Pretty interesting stuff. Big thanks to Mitch and the BoxTone team for sharing it with us. You can learn more about their services at BoxTone.com.

Kevin Michaluk Kevin Michaluk "Founder, Editor in Chief " 3921 (articles) 3285 (forum posts)
28 comments

krssosic

so it was less than 12 hours....I was affected for about about 8 since I don't use my phone at 1am...I don't know what the big deal is. Unless you're like Corporate America or OBAMA who lives on their phone, everyone should just stop complaining, it's up and running now.(wishful thinking...) =|

webmastir

that's crap. we are paying a crazy amount of $$$ for this unstable service!

shaleem

No, the real crap is no one is forced to use a particular service. Anyone who thinks that ANY service is 100% trouble free is just plain unrealistic. If you don't like what you're paying for, then leave. Like I said in a different post, there ain't no anchor on your behind!

jmaher1023

I see your point, shaleem, but you are wrong on one account: there is a "2 year" anchor called a service contract that holds our behinds down on this. After all, what's the use of having a Blackberry if you don't have the email, internet, and messaging support to go with it! That being said; in my past 3 years of using Blackberries, this has only happened twice that I can remember...so really, I don't see what all the fuss is about!

hardyhar99

I see your point, jmaher1023, but you are also incorrect: the "2 year" anchor called a service contract is just that...a contract. You do not have to accept the contract terms, you only do because you want the deeply discounted price for that device. This is simply capatalism and an open market at its best.

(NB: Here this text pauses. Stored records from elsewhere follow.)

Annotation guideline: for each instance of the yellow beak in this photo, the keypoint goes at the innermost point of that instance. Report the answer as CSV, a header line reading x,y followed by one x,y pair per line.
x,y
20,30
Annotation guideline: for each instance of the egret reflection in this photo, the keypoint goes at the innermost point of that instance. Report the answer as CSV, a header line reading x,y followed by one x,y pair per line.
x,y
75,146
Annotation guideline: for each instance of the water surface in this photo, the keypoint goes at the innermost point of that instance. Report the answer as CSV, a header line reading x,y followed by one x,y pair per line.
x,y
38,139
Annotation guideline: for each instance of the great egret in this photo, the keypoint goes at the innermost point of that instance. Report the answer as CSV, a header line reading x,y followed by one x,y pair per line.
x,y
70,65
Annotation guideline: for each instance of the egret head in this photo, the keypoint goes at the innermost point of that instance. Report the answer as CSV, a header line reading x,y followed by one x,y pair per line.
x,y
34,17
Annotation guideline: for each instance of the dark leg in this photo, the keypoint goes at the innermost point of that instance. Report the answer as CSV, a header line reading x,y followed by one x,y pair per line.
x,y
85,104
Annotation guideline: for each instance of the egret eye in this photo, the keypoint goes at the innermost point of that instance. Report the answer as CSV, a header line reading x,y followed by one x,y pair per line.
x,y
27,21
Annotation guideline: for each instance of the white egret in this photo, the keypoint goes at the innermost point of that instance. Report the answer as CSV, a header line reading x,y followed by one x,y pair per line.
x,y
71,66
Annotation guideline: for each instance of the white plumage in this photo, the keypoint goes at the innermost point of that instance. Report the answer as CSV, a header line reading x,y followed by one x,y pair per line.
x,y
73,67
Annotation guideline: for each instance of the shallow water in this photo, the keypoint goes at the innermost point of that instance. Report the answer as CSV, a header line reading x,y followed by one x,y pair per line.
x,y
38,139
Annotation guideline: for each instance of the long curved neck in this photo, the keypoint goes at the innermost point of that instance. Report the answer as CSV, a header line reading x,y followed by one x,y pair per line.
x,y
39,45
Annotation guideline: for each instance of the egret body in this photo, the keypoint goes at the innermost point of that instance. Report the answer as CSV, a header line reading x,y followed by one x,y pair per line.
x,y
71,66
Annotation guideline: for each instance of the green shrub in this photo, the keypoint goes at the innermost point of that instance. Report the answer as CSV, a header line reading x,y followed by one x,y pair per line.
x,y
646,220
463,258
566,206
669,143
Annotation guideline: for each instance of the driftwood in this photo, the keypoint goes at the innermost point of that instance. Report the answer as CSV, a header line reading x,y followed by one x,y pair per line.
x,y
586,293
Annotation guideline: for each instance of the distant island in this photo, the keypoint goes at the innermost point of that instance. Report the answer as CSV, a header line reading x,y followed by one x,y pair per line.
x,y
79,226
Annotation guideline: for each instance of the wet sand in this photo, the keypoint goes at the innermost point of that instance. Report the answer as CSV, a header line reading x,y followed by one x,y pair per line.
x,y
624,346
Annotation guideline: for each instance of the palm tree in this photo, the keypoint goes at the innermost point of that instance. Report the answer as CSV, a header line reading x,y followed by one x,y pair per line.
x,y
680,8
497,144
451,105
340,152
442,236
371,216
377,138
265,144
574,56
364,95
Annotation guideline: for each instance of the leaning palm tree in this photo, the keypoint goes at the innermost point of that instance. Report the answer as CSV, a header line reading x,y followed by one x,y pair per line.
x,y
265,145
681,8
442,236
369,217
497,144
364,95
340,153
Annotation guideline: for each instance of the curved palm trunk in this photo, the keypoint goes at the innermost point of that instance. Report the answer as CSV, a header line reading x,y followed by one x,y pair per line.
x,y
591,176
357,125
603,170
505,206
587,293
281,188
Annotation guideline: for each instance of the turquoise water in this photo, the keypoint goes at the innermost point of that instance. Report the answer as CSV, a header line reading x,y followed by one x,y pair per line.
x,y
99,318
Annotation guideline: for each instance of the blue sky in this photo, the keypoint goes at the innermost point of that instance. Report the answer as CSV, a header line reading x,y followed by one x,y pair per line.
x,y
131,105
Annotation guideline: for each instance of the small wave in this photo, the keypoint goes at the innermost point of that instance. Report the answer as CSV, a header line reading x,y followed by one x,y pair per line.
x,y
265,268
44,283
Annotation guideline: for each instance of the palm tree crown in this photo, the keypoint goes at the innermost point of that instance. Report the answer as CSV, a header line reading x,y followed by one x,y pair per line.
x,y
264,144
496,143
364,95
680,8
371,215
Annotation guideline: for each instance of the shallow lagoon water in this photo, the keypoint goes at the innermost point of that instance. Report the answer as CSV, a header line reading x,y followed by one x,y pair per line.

To that, happy holidays and a prosperous (and BB troublefree) new year!!!

tarund

from BoxTone about "communicating" with their customers. I believe BlackBerry users would've been far more calm if RIM/BlackBerry was keeping open comm with its users.

Two outages within 7 days - that is very unlikely but it shouldn't happen. Hey RIM, maybe you should invest more time and resource into Development\QA\Staging environments and then roll-out patches/upgrades to Production environments?

MobiJew

agreed. nothing else to say. jsut agrred :)

brianklewis1

Just one of the pitfalls of being on the cutting edge of technology. I'm happy so far with my BlackBerry. For those who aren't, maybe a free flip phone would have been a safe investment.

sunrisepromo#CB

Stop complaining! It could be worse...

You could have had an iPhone :P

Snypa

i totally agree. BB's are awesome. Glad everything is back.!

Laura Knotek

iPhones, Droids, and Win Mobile devices did not lose their data services.

MobiJew

thats y i love my droid :)

Neosurfur

He isn't saying that the iPhone lost it's service during the BB outage. He's referring to the crappy coverage of the iPhone in general.

mattvait

no at&t just asks their customers to not use their data services....

ecfinn

I started getting new email sometime mid-morning today. I didn't get all of my backlogged email until at least 2PM today. So I had email undelivered for almost 20 hours. I'm glad its back too, but I'm going to disagree with when things got back to normal.

Hengonz81

Blackberry internet is very slow....why is Verizon Wireless Droid 10X faster with internet????

jmaher1023

Like most other smart phones, the Droid connects directly to the web via the carriers broadband access. BBs, on the other hand, are routed through RIM's servers before being granted access to the web. That's why your carrier will have a data package for WinMo, Palm and Android smart phones, and then a separate RIM data package for BBs. I will say this though: Verizon, thanx to RIM's unlimited BB data package for $30 a month, dropped their unlimited data package for other smart phones from $45 a month to $30! So, good job RIM! ;-)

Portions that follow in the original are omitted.